Today, nearly all the entries are drawn from the CBR150 one-make series, and have to conform to the strict class rules. With a few safety-related exceptions, the machines must be mechanically standard – which makes the racing even more intense.
Also permitted are 200cc Chinese-built motorcycles, which must also be mechanically standard, and two-stroke singles of between 48 and 85cc, which may be freely modified; the use of 80cc motocross engines in circuit racing chassis is also permitted, provided they were made before 2007.
Entry is open to teams of two, three or four riders, and no competitor may ride for longer than 45 minutes at a stretch – with a minimum break of 10 minutes before they go out again. Riders must be at least 13 years old on the day of the race – except that the organisers may grant permission to race to riders from 11 years and upwards, as long as they can provide proof of at least two seasons’ circuit-racing experience.
However, you’ll also see teams of former champions such as John Craig, who has competed in this event every year since its inception in 1983.
The 8 Hour is known for attracting top-class competitors, up to and including former Grand Prix riders, from all over the world, as well as the cream of South African Superbike, Super600 and Super300 contenders. For the locals it’s an end-of-season fun tradition, for the overseas entries it’s a good reason for a family holiday in the sun during the worst of the Northern winter.

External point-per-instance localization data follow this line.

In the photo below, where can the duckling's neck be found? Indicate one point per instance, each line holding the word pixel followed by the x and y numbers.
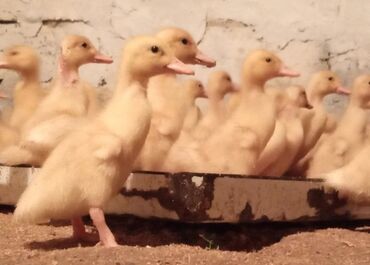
pixel 315 99
pixel 252 86
pixel 30 77
pixel 214 101
pixel 358 101
pixel 127 79
pixel 128 113
pixel 67 73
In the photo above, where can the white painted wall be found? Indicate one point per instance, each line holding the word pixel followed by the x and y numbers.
pixel 309 35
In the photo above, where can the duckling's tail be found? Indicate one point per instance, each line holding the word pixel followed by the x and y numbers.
pixel 336 179
pixel 29 209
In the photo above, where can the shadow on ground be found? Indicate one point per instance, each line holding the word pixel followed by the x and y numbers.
pixel 133 231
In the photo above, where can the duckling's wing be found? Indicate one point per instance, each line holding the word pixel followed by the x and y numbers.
pixel 109 146
pixel 51 132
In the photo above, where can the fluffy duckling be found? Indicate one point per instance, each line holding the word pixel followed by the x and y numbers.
pixel 91 164
pixel 8 135
pixel 353 179
pixel 236 145
pixel 167 103
pixel 69 100
pixel 289 104
pixel 338 148
pixel 194 89
pixel 316 121
pixel 28 92
pixel 219 84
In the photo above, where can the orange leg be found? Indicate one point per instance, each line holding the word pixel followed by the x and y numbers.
pixel 105 235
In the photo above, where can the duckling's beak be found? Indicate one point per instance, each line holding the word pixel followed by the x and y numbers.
pixel 343 90
pixel 3 63
pixel 201 58
pixel 235 87
pixel 285 71
pixel 100 58
pixel 203 94
pixel 179 67
pixel 3 95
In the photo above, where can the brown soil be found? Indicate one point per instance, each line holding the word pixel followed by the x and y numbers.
pixel 161 242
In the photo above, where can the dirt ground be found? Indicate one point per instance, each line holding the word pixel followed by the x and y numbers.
pixel 162 242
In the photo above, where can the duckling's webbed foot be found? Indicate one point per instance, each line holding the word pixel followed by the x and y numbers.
pixel 79 232
pixel 106 237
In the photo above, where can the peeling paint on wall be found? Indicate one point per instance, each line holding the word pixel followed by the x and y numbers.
pixel 308 35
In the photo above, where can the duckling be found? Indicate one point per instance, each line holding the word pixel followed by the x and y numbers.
pixel 219 84
pixel 341 146
pixel 28 92
pixel 92 163
pixel 290 117
pixel 8 135
pixel 236 145
pixel 69 100
pixel 352 180
pixel 168 109
pixel 194 89
pixel 317 122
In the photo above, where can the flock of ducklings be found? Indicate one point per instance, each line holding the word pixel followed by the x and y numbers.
pixel 86 151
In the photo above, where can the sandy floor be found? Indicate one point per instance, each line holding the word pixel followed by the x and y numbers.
pixel 158 242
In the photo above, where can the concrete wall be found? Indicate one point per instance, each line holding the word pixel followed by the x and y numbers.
pixel 308 35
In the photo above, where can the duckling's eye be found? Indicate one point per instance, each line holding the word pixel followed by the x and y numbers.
pixel 154 49
pixel 185 41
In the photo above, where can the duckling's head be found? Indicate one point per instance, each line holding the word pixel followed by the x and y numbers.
pixel 297 96
pixel 78 50
pixel 361 91
pixel 20 58
pixel 220 83
pixel 184 47
pixel 146 56
pixel 326 82
pixel 194 88
pixel 262 65
pixel 3 95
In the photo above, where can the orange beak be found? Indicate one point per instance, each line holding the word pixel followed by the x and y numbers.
pixel 3 64
pixel 100 58
pixel 235 87
pixel 3 95
pixel 343 90
pixel 202 59
pixel 285 71
pixel 179 67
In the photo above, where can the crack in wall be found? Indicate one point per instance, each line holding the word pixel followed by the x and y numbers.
pixel 8 21
pixel 56 22
pixel 328 59
pixel 284 46
pixel 227 23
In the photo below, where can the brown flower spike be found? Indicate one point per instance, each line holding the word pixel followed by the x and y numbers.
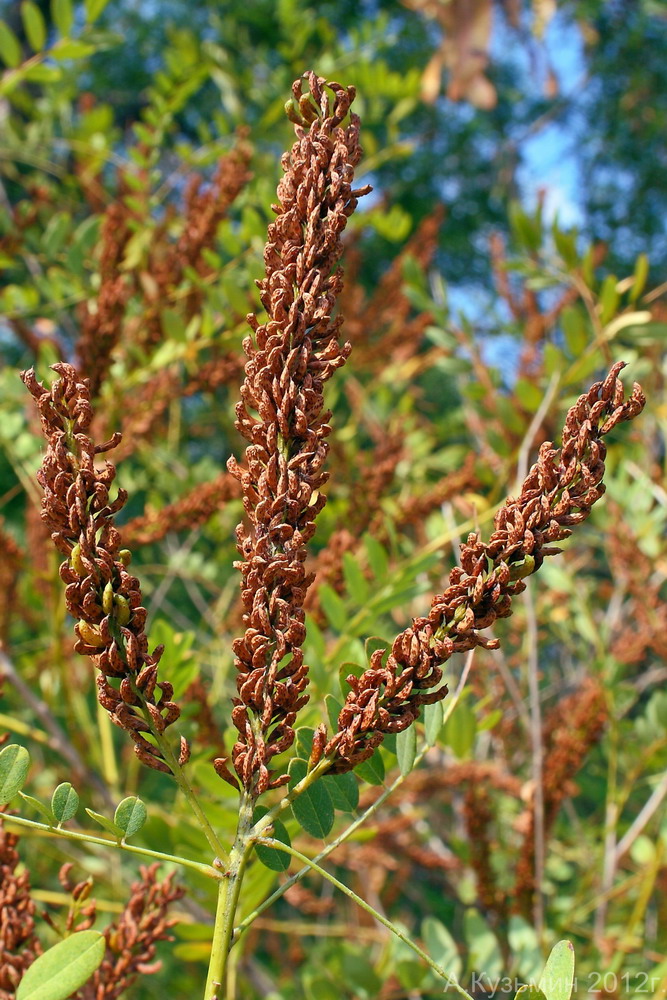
pixel 281 414
pixel 558 493
pixel 100 593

Among the entries already received for the annual 8 Hour endurance race for lightweight motorcycles on Saturday 14 December on the Karting circuit are two from the UK, underscoring the international flavour of this long-running event.
One entry comes from Jonny Towers, head of global bikewear giant RST, a supporter of this race for almost two decades and a multiple former winner with his RST ‘dream team’ of top local and international riders.
One of the fascinating aspects of this event is that it is one of the few motorcycle races in the world to retain the traditional endurance racing ‘Le Mans Start’, with the motorcycle lined up on one side of the track, each held upright by a crew member, and the riders lined up on the other.
When the flag drops the riders sprint across the track, fling a leg over the saddle, start the bike and ride away – a confused and often chaotic way to start a race. At one stage in the early 2000s the RST team qualified on pole for several years in a row, only to have their No.17 CBR150 refuse to start, resulting in their bike being last away!
Not that it stopped them from winning – it just made the race more interesting for the spectators.
The top crews take the 8 Hour very, very seriously. Each year motorcycles are built specially for this race, and international riders form ‘dream teams’ to try to beat the local hotshots. This is, however, a punishing event for riders and machines; the top teams will complete up to 550 laps of the one-kilometre circuit during the eight hours, and even the top teams will crash at least once during that time. This is as much a test of the teams’ ingenuity in keeping the hard-ridden little bikes going as it is for the riders.
The best part of it for spectators, however, is that the pits are open to the public all day, so you can watch how they MacGyver crashed bikes to keep them open, and running lap counts are posted every hour on the notice board so you can follow their progress as fortunes ebb and flow.
The New Pits Lounge and Karting Cafe are also open throughout practice and racing for light meals and drinks, with live music and a beer garden offering plenty of shade, so make a day of it.
Gates open at 7:30am, racing starts at 10:am and goes on non-stop till 6:00pm. Entry is R80 for adults, R20 for scholars under 16 and free for children under 12.